34. Sus dedos

El afilador entró en el café. Se sentó a mi lado sin decir una palabra y miró a través de la ventana como si me estuviera diciendo que no debía hacer nada, que no teníamos por qué hablar ni forzar las cosas más allá de aquel instante de quietud. Rozó mi mano. Me dejé. Al comprobar que el contacto físico no me provocaba rechazo, tomó mi mano entre sus dedos. Los dos observamos la calle sin decir nada, sólo mirándonos a ratos como si no supiéramos si debíamos romper el silencio. Salimos de «Sidi» y caminamos hacia Espíritu Santo. Él sujetaba su bicicleta con una mano y con la otra me buscaba. Esquivé el contacto y empezó a hablar; lo hizo como si nos conociéramos de toda la vida. Me relató cómo había transcurrido su mañana, yo le conté la mía y caminamos tranquilos por el barrio hasta que sin darme cuenta nuestros dedos habían vuelto a enredarse. Me dio miedo que me viera alguien del barrio. Pero nadie parecía reparar en nosotros. Incluso la señora Luisa, una vecina que se dedicaba a contar chismes de todas nosotras cada vez que tenía ocasión, me saludó tranquila y con expresión sincera. Como si la presencia del afilador no le causara ninguna extrañeza. Y aun así, yo seguía asustada.

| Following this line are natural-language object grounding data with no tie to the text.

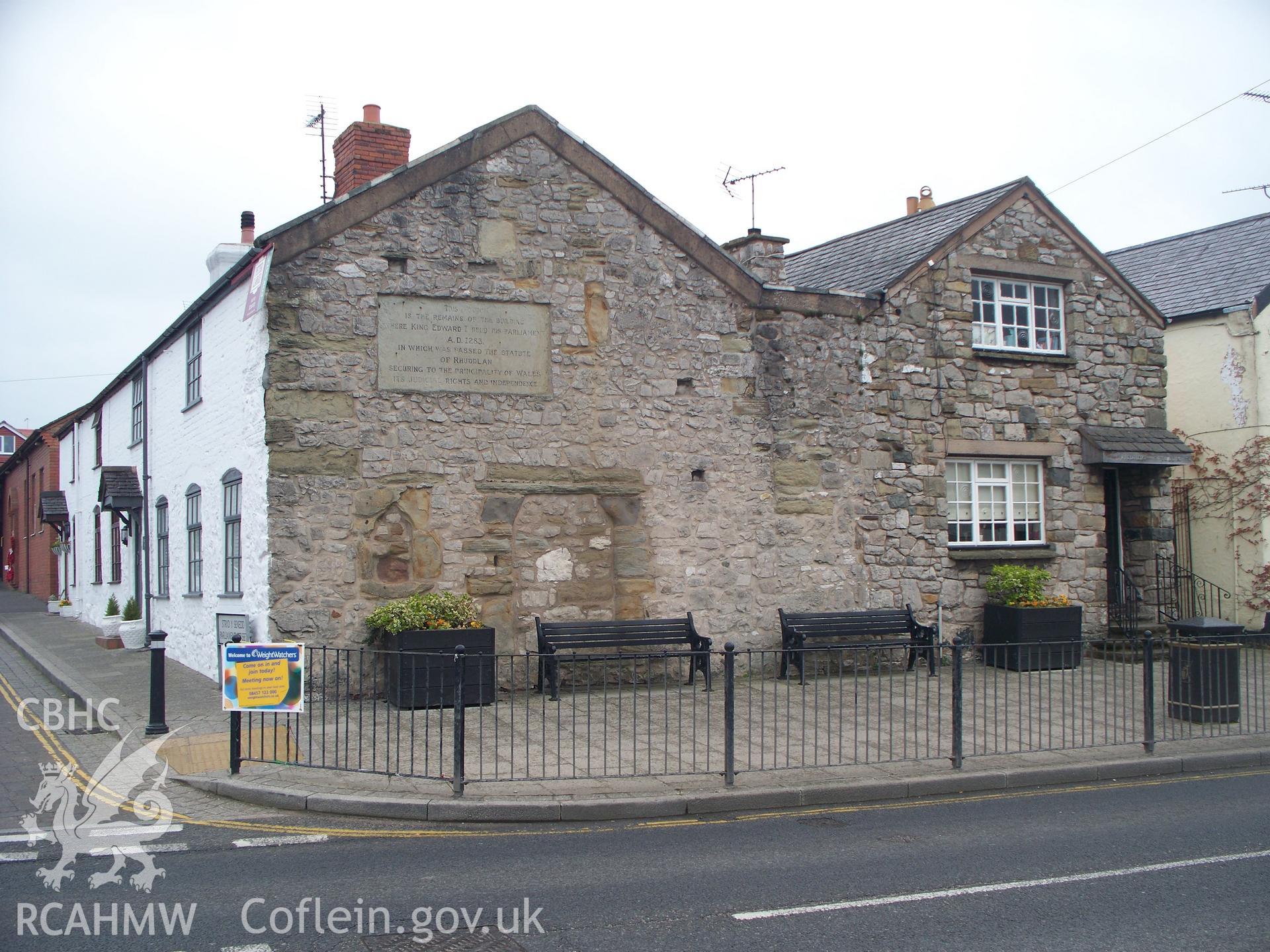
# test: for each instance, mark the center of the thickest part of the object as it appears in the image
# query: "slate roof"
(875, 258)
(1203, 270)
(1118, 444)
(118, 481)
(52, 507)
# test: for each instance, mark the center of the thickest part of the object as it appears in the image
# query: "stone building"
(506, 368)
(1214, 288)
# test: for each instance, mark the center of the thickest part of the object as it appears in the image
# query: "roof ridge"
(1189, 234)
(1005, 186)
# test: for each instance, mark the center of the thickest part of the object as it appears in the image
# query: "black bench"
(879, 627)
(646, 634)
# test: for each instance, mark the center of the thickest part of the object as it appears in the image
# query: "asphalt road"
(1181, 862)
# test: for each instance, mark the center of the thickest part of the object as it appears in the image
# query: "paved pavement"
(530, 758)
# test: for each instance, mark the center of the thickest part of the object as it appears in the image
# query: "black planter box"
(1205, 682)
(1032, 639)
(421, 666)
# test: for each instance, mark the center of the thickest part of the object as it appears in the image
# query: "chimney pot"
(367, 150)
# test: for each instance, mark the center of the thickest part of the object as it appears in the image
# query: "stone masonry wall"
(695, 454)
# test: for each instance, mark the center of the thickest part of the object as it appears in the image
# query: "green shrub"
(436, 610)
(1021, 587)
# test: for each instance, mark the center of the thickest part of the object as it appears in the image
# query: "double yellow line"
(83, 779)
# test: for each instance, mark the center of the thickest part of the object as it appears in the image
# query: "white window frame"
(997, 495)
(193, 541)
(193, 365)
(1009, 310)
(136, 411)
(233, 516)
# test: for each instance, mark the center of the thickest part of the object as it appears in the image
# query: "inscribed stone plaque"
(429, 344)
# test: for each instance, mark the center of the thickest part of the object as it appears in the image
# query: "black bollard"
(158, 690)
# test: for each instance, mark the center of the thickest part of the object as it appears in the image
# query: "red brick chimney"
(368, 149)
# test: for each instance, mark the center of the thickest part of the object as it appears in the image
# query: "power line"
(1238, 95)
(74, 376)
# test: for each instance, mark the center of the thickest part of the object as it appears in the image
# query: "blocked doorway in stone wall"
(563, 561)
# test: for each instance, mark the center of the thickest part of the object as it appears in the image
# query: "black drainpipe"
(144, 583)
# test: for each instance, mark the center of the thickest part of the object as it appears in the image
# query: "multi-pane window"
(97, 546)
(136, 409)
(194, 541)
(116, 549)
(1017, 315)
(163, 557)
(193, 365)
(995, 503)
(233, 481)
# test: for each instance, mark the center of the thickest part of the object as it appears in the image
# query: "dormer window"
(1017, 315)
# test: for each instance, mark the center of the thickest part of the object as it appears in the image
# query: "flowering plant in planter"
(1024, 629)
(422, 633)
(1021, 587)
(422, 612)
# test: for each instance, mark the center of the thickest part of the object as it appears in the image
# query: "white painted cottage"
(183, 429)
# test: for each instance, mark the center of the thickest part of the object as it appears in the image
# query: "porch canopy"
(1133, 446)
(54, 509)
(120, 489)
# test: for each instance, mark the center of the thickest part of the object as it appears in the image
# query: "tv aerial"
(730, 180)
(319, 114)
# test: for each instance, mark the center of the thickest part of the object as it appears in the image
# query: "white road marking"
(281, 841)
(24, 838)
(999, 887)
(151, 848)
(130, 829)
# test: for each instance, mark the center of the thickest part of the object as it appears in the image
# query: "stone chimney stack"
(762, 255)
(225, 254)
(368, 149)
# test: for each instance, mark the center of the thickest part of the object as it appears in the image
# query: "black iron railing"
(1181, 593)
(1124, 604)
(636, 715)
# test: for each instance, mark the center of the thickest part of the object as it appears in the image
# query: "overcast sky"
(135, 134)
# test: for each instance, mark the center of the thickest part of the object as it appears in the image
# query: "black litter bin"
(1205, 670)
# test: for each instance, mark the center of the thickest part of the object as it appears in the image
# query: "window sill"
(1024, 357)
(1002, 554)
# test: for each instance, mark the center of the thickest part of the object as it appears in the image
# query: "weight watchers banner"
(263, 678)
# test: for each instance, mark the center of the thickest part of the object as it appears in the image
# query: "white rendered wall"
(80, 479)
(194, 446)
(197, 447)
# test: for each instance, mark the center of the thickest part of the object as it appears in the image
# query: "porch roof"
(120, 489)
(52, 508)
(1133, 446)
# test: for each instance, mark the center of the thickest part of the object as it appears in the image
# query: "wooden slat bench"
(644, 634)
(878, 627)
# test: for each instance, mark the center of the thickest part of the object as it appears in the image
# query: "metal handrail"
(1184, 594)
(1124, 603)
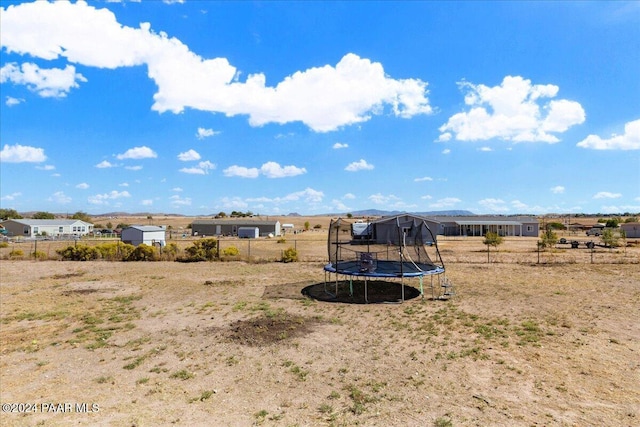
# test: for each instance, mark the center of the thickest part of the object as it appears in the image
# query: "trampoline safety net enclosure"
(397, 247)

El afilador percibió mi expresión. ¿De qué tenía tanto miedo? Mi vida era otra, incluso yo era otra mujer, ¿por qué seguía reprimiendo mis impulsos? Me entregué a la ilusión de pasear de la mano con un semidesconocido, con un semidesconocido con el que había compartido momentos de pasión que no recordaba haber vivido nunca antes. Sólo su mano en la mía inspiraba mi existencia un poco más, y levantaba mi vuelo por la Corredera de San Pablo, desplegando mis alas por Espíritu Santo, y bajando Jesús del Valle con el cuerpo ligero y las emociones despiertas. Nos despedimos en la puerta de mi casa con un beso suave, buscó de nuevo mis dedos con los suyos y continuó su camino. Cerré el portal y subí contenta a casa, rememorando escaleras arriba lo que acababa de vivir.